Yeni Anayasa Düşüncesi
HASAN KÜÇÜK – ANKARA
Yeni Anayasa düşüncesi, yeni bir olgu olmayıp Emperyalizmin Ortadoğu ya uygulanmak üzere kurgulanmış bir plandır.
TCK’nın 141,142. Maddeleri 1991 yılına kadar Türkiye’de Komünizmi,163. Madde ise irticadan koruyan maddeler olarak görülürdü. 17 Nisan 1991 yılında kaldırıldı. Fakat, aynı tarihte terörle Mücadele Kanunu kabul edildi. Ancak Avrupa İnsan Hakları Mahkemesinin eğilimi doğrultusunda 24/ 7 / 2003 tarihinde değiştirildi. Avrupa Birliği ile ilişkiler değişince;”hükümete karşı suçları düzenleyen TCK nin 301. ve 312.” Maddeleri ile , “Örgüt üyesi olmadan, örgütün hiyerarşik yapısına dâhil olmadan yardım etme” suçunu düzenleyen TCK’nin 220 . Maddesi eklendi. Böylece TCK nün 141 ve 142. kanun kapsamı geri getiriliş olmakla birlikte TCK’nin 163. Kanun ( irtica faaliyetleri önleyen) kanunun yerine açık ve net bir düzenleme yapılmadı.
17 şubat 2021 tarihinde, Osmanlı padişahlarından 2. Abdülhamid’in torunu Abdülhamid Kayıhan Osmanoğlu, Sultanahmet’te, fesli bir grup tarafından törenle karşılanarak “ yolun yolumuzdur şehzadem” sloganları atıldı.
Bugün gelinen noktada her şey netleşiyor. Bu olgu, yeni anayasa düşüncesi de bu netleşmenin ürünü olacak.
Ulusal kurtuluş savaşımızda başlayan bağımsızlık karşıtlığı giderek güç kazanmaktadır.
Yunanlılarla yapılan savaşı kazanarak, bağımsızlığımızın sonucu kurulan Cumhuriyeti bugün bile kabullenemeyenler ne yazık ki fütursuzca aramızda temsili makamlarda bulunuyorlar.
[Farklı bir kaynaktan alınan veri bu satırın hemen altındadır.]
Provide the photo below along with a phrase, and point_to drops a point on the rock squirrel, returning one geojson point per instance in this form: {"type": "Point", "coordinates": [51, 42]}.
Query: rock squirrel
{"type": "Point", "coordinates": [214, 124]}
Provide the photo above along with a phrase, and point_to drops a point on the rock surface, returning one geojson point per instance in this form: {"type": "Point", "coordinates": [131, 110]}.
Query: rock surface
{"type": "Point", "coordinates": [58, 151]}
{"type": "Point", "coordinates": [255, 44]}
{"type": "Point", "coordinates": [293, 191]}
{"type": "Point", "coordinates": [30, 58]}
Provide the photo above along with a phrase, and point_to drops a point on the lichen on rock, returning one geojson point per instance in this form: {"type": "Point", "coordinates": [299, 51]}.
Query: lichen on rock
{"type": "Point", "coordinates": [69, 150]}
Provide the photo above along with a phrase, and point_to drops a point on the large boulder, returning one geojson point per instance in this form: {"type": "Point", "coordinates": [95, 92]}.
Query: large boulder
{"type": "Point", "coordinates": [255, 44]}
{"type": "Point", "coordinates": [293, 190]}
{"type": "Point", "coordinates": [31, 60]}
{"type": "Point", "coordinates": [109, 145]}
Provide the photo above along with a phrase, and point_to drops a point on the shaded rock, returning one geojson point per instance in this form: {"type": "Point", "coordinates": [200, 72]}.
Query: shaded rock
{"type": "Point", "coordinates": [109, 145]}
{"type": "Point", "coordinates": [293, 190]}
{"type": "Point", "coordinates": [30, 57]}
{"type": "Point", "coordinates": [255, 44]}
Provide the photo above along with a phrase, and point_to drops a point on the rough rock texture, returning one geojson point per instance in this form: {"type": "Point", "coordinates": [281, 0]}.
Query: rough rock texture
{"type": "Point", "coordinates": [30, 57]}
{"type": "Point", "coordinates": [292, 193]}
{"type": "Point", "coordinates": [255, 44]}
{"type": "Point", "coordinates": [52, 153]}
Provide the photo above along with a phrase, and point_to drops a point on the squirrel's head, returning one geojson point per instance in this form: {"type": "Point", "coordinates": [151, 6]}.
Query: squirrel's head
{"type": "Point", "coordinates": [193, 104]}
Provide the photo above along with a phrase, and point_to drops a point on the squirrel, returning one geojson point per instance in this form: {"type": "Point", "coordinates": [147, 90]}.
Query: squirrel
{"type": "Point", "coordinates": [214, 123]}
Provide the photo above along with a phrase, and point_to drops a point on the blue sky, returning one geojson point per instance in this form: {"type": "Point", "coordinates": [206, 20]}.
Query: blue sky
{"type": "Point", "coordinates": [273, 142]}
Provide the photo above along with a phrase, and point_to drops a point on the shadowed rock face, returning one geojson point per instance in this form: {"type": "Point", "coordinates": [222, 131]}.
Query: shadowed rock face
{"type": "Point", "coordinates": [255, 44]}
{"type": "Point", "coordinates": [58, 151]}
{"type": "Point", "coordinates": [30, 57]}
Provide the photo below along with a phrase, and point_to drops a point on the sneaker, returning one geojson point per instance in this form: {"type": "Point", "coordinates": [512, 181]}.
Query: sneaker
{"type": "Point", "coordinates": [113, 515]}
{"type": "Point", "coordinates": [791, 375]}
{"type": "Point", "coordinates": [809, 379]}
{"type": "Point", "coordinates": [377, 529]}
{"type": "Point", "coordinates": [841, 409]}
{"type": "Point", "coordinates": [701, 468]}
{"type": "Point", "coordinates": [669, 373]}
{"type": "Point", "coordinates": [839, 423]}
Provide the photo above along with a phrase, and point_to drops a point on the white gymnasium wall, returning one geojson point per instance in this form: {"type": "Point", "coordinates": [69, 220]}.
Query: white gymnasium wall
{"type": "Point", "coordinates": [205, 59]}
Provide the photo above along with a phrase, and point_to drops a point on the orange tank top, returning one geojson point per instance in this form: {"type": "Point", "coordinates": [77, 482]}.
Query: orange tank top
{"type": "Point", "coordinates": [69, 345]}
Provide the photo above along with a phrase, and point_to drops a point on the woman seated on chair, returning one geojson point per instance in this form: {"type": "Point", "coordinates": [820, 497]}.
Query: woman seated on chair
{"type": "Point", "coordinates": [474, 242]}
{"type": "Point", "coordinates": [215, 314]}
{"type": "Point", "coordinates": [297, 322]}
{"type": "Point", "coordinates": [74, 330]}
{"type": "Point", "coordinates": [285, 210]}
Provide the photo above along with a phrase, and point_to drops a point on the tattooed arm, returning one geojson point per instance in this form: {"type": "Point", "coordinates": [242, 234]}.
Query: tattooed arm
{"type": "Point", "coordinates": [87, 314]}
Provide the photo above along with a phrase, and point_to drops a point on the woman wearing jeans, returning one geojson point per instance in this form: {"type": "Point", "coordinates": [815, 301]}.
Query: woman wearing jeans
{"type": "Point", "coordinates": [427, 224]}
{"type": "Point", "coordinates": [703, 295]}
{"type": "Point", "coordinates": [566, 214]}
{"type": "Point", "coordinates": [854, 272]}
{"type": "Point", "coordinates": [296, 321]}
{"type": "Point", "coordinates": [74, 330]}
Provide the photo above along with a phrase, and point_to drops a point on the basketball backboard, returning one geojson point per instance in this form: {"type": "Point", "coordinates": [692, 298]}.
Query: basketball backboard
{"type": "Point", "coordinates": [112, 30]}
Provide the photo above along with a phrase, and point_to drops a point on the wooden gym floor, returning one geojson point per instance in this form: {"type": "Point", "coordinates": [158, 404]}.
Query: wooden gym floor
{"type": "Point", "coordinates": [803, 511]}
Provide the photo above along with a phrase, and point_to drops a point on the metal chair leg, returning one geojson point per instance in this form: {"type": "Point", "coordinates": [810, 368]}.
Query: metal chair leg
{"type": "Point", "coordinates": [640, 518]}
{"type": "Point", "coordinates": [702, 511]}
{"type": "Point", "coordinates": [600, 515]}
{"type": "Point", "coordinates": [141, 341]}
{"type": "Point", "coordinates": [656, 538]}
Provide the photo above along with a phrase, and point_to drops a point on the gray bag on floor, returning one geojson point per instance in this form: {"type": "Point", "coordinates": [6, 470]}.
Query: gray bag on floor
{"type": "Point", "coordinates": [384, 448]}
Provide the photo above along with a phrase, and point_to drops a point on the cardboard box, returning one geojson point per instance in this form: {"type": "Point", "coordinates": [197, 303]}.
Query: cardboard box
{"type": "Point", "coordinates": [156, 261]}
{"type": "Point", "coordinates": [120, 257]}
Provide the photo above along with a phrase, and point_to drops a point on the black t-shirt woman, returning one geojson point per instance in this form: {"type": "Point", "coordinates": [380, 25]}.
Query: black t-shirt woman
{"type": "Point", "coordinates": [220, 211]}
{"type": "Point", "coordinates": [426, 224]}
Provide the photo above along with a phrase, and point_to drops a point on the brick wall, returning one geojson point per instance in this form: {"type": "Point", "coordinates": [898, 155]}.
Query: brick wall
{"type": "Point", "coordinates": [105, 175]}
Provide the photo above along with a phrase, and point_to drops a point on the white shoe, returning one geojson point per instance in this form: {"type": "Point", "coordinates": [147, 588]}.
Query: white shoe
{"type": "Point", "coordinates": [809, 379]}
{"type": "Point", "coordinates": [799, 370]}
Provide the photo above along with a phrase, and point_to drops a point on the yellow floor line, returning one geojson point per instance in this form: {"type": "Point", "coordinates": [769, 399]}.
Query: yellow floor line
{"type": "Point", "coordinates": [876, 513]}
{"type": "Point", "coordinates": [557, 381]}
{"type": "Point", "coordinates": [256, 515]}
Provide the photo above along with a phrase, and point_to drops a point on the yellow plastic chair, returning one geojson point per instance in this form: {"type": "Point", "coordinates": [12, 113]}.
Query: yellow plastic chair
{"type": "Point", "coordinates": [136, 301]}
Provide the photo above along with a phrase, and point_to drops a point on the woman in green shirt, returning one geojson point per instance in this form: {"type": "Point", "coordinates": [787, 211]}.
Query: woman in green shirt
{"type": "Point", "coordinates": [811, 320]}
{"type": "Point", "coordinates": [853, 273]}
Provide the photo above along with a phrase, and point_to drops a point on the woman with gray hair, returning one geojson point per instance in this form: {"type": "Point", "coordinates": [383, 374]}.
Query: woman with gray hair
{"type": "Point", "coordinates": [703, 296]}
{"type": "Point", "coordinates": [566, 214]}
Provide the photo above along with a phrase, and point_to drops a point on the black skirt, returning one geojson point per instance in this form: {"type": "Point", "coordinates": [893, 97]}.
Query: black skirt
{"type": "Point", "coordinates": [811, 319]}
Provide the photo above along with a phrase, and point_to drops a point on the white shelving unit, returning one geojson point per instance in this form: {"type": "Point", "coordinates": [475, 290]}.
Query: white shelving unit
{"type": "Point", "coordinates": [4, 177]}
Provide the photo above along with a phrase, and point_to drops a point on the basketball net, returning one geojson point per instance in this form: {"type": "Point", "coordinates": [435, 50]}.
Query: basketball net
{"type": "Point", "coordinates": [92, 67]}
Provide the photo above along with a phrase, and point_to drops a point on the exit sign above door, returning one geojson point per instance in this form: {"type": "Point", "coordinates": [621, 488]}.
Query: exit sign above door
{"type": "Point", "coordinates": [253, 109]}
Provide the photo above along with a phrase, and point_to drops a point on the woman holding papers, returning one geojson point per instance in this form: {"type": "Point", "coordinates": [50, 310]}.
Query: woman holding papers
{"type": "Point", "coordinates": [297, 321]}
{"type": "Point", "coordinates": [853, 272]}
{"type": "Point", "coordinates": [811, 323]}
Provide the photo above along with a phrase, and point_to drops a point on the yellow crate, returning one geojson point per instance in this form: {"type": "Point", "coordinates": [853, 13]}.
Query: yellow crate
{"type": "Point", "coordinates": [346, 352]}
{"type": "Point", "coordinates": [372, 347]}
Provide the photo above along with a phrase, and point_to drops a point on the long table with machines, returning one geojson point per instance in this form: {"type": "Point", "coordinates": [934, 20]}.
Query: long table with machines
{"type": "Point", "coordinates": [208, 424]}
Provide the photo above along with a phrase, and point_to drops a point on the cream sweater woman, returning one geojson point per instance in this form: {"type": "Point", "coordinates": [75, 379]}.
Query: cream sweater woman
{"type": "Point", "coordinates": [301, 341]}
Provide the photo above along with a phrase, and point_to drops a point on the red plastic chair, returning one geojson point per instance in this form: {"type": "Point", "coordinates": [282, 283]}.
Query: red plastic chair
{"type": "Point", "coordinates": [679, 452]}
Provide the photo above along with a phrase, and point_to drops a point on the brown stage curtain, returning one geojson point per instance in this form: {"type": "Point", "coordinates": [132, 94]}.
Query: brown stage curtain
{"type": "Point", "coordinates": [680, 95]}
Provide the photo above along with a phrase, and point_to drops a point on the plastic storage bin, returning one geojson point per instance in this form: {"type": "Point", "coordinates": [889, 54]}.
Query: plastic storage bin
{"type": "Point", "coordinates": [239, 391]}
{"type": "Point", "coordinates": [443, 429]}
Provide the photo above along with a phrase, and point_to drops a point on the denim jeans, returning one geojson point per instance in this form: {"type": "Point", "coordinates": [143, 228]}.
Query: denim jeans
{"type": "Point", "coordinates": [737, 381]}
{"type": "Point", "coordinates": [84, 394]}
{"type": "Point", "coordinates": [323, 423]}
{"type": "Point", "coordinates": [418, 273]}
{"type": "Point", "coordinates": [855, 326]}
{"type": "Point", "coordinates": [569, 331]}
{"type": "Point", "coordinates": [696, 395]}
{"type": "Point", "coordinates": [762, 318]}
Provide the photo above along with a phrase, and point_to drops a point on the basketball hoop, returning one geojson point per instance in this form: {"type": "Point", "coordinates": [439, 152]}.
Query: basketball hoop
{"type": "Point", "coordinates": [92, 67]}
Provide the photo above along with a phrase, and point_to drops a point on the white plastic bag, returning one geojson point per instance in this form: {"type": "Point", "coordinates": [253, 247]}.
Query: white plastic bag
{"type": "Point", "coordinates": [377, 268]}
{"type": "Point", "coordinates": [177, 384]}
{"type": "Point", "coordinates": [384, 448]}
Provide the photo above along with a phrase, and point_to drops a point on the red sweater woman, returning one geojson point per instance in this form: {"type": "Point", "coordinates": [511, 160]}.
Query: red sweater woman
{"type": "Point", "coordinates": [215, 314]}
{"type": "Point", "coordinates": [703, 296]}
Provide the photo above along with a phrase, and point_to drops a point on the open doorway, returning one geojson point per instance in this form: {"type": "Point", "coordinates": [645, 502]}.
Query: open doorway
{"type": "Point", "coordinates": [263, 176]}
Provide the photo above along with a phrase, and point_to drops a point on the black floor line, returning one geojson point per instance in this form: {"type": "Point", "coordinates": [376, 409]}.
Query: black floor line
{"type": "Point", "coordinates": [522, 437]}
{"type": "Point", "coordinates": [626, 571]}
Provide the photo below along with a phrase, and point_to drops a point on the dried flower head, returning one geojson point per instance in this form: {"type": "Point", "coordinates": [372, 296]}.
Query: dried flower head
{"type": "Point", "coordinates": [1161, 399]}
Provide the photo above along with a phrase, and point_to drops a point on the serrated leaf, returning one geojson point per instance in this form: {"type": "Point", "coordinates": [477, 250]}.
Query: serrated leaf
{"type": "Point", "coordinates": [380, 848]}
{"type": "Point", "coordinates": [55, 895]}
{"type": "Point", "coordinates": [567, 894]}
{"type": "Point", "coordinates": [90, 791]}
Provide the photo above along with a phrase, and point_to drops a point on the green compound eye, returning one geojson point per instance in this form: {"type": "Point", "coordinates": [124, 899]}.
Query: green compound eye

Yakın geçmişte, “Keşke Yunan kazansaydı” diyebilen sözde tarihçi Kadir Mısıroğlu’nu hasta yatağında devletin en üst makamları ziyaret etmişti.
Yine ulusal Kurtuluş Savaşımıza karşı her türlü mücadele etmiş olan İskilipli Atıf Hoca’nın ölüm yıl dönümünde mezarında Çorum valisi, Çorum milletvekili ve Çorum Belediye Başkanının da katıldığı anma toplantısı birer tesadüf değildir. Son derece üzerinde düşündürecek ve kaygılandıracak bir olaydır.
Çünkü İskilipli Atıf Hocanın karşıtlığı bir birey tutumu değil, Cumhuriyetin ve devrimlerinin karşıtlığı için “ Teali İslam Cemiyeti” kurarak başkanlığını üstlenmiştir. Bağımsızlık ve Cumhuriyet karşıtlığına “İngiliz Dostları Cemiyeti” kurucusu casus Sait Molla ile de iş birliği yapmıştır.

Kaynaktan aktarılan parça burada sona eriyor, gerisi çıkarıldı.